Key factors are:
- what capabilities have your clients?
(e.g. Can you pick an XML parser from the shelf - without ruling out most of them because of performance reasons? Can you compress the packets on the fly?)
- What is the complexity of your data ("flat" or deeply structured?)
- Do you need high-frequency updates? Partial updates?
In my experience:
A simple text protocol (which would categorize itself as DSL) with an interface of
string RunCommand(string commandAndParams)
// e.g. RunCommand("version") returns "1.23"
makes many aspects easier: debugging, logging and tracing, extension of protocol, etc. Having a simple terminal / console for the device is invaluable in tracking down problems, running tests etc.
Let's discuss the limitation in detail, as a point of reference for the other formats:
- The client needs to run a micro parser. That's not as complex as it might sound (the core of my "micro parser library" is 10 functions with about 200 lines of code total), but basic string processing should be possible
- A badly written parser is a big attack surface. If the devices are critical/sensitive, or are expected to run in a hostile environment, implementation requires utmost care. (that's true for other protocols, too, but a quickly hacked text parser is easy to get wrong)
- Overhead. Can be limited by a mixed text/binary protocol, or base64 (which has an overhead of 37%).
- Latency. With typical network latency, you will not want many small commands issued, some way of batching requests and their returns helps.
- Encoding. If you have to transfer strings that aren't representable in ASCII, and can't use something like UTF-8 for that on both ends, the advantage of a text-based protocol drops rapidly.

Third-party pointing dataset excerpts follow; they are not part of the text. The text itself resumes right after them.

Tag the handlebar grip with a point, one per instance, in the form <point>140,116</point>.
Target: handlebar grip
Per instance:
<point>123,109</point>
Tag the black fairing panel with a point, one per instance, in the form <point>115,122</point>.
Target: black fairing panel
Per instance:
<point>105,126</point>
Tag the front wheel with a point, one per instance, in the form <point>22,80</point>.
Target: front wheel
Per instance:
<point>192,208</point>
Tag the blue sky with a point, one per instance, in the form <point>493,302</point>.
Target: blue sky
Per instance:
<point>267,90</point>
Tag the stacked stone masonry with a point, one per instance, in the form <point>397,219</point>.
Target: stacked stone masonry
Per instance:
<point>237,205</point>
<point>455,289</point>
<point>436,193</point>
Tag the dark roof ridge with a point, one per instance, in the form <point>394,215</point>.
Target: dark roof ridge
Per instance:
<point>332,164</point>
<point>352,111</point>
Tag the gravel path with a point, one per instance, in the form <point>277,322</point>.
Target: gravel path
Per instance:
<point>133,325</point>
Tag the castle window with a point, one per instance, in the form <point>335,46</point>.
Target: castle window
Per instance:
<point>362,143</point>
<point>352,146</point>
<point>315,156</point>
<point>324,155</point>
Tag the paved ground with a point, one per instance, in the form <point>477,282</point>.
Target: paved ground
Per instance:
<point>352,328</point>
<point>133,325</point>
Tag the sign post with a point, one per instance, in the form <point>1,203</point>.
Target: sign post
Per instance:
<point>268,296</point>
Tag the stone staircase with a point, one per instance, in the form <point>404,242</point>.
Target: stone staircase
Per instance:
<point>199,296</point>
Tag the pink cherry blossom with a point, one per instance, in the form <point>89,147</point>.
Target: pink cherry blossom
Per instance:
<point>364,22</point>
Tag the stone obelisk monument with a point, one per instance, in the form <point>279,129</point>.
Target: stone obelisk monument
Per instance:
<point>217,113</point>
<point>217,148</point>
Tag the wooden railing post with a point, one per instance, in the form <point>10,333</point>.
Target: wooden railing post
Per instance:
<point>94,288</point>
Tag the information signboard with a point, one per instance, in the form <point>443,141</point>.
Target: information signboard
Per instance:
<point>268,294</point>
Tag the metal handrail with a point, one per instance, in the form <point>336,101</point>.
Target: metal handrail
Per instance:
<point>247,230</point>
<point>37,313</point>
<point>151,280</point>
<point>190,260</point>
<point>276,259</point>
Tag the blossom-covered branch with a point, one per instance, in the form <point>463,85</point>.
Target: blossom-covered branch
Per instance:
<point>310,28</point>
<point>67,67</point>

I'd use a binary protocol only if requried by the device, device processing capabilities are insanely low (say, USB controllers with 256 bytes of RAM), or your bandwidth is severely limited. Most of the protocols I've worked with use that, and it's a pain.
Google protBuf is an approach to make a binary protocol somewhat easier. A good choice if you can run the libraries on both ends, and have enough freedom to define the format.
CSV is a way to pack a lot of data into an easily parsed format, so that's an extension of the text format. It's very limited in structure, though. I'd use that only if you know your data fits.
XML/YAML/... I'd use only if processing power isn't an issue, bandwith either isn't an issue or you can compress on the fly, and the data has a very complex structure. JSON seems to be a little lighter on overhead and parser requirements, might be a good compromise.